Noir is deconstructed to the elemental evil in perhaps the most frightening and mysterious Lynch’s classic masterpiece.
Lost Highway
- Date:
- from
29 Jan 2026
- Age restrictions
- 18+
Lost Highway
1997, David Lynch
United States—France
134 minutes, English with Russian subtitles
Starring: Bill Pullman, Patricia Arquette, Balthazar Getty, Robert Loggia
Saxophonist Fred loses his self-confidence and, tormented by doubts and jealousy, kills his wife Rene. He is sentenced to death, but in the morning, prison guards find a completely different person in his cell—a young car mechanic who has no idea how he ended up behind bars.

Shot from Lost Highway, 1997
The plot of Lost Highway adapts narrative devices that film—and only film—can make actually visible, mines that potential to represent the uncanny that the medium had delightedly played with from its earliest years.

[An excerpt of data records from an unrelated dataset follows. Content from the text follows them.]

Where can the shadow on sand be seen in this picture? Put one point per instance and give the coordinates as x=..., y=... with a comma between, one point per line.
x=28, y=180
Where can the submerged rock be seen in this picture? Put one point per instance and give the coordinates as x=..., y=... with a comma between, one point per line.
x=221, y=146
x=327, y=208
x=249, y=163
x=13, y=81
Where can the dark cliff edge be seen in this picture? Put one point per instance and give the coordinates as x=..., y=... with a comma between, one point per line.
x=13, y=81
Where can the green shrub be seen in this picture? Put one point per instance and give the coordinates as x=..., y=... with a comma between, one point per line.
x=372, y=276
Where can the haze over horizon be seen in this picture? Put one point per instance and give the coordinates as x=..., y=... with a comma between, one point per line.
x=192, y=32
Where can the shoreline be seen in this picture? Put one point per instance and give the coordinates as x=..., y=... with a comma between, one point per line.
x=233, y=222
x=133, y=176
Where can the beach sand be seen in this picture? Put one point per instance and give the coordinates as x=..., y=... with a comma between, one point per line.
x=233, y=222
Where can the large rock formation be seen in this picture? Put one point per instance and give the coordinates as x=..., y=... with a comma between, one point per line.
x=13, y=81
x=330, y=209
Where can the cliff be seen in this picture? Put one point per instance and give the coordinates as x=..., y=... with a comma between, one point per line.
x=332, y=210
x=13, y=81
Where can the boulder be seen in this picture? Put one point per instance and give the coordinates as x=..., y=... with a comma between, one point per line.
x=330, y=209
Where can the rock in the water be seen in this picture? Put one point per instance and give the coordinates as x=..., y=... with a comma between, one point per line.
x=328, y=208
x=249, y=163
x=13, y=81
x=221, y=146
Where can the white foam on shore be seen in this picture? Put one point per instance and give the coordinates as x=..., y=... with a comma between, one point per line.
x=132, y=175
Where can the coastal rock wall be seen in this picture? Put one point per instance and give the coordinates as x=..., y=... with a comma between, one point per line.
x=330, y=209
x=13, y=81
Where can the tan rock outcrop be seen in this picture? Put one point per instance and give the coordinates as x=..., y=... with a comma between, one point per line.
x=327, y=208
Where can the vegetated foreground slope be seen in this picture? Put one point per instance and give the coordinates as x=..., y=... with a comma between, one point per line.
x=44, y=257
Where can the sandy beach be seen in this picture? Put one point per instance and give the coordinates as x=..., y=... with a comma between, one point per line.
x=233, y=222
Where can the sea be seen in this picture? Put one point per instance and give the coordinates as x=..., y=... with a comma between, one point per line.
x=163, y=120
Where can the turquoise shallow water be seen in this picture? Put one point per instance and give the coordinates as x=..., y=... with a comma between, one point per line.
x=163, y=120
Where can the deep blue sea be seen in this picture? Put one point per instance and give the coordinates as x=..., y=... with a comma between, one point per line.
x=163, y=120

—Marina Warner, Sight & Sound
The plot of Lost Highway unfolds in a Möbius strip that is almost impossible to interpret literally, and watching it is a true revelation. Lynch seems to deconstruct the noir genre into its individual elements—the femme fatale, the criminal’s pangs of conscience, the mysterious criminal conspiracy—and then reassembles them into a sophisticated, unique construction.